I have been trying without success to get from AWS docs which EC2 API version is the one that starts including the TagSpecification parameter. Our libcloud fork uses this one: '2013-10-15'
I tried changing it to the one that libcloud is currently using: '2016-11-15', and the result was that no more "Unkown parameter" error happened, but I tried to run the test suite and there are a lot of tests failing, so I'm not confident that this would not cause issues.
Right now with this nodemanager+libcloud combo, 4xphq seems to be doing work but there's something that don't seem normal: there are 2 idle nodes and 1 busy, are those 2 idle nodes supposed to be shutdown?
I'm going on vacations for a week in a couple of hours, I'll shutdown the nodemanager just in case, remember that the stable one for some reason has an invalid token and since yesterday wasn't able to communicate with the api server.
The test version is on /root/lucas-tests/

#22 Updated by Lucas Di Pentima over 2 years ago

Created a new branch on our libcloud fork, based against upstream version 2.2: https://github.com/curoverse/libcloud/tree/apache-libcloud-2.2.0.dev1
Updated nodemanager dependency at 83e428528

As we talked yesterday, I've tested libcloud 2.2 locally with our nodemanager test suite, and got no errors, so I made a 2.2 branch on our fork and applied the TagSpecification patch.
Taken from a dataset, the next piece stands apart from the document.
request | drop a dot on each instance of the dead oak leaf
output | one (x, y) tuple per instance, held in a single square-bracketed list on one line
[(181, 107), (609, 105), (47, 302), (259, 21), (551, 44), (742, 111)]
Before we deploy to 4xphq for further testing, the complete test suite is running at: https://ci.curoverse.com/job/developer-run-tests/419/

#24 Updated by Lucas Di Pentima over 2 years ago

  • Target version changed from 2017-08-30 Sprint to 2017-09-13 Sprint

#25 Updated by Lucas Di Pentima over 2 years ago

Running the entire test suite against the latest libcloud 2.2.0.dev1 changes: https://ci.curoverse.com/job/developer-run-tests/422/

#26 Updated by Peter Amstutz over 2 years ago

If the stable release of libcloud is 2.2.0, we need our fork to be 2.2.1.dev1. Right now we have a package filename "2.2.0.dev1" but package metadata has version "2.2.0" and Python doesn't like that.

Note that "dev" versions are considered before non-dev versions (in other words 2.2.0.dev1 < 2.2.0 < 2.2.1.dev1 < 2.2.1).

Please create a 2.2.1.dev1 github branch and update the package version & node manager & build script version references accordingly.

This also avoids the pull request problem, since the PR is originating from 2.2.0.dev1 (the libcloud PR can't mess with the upstream version number).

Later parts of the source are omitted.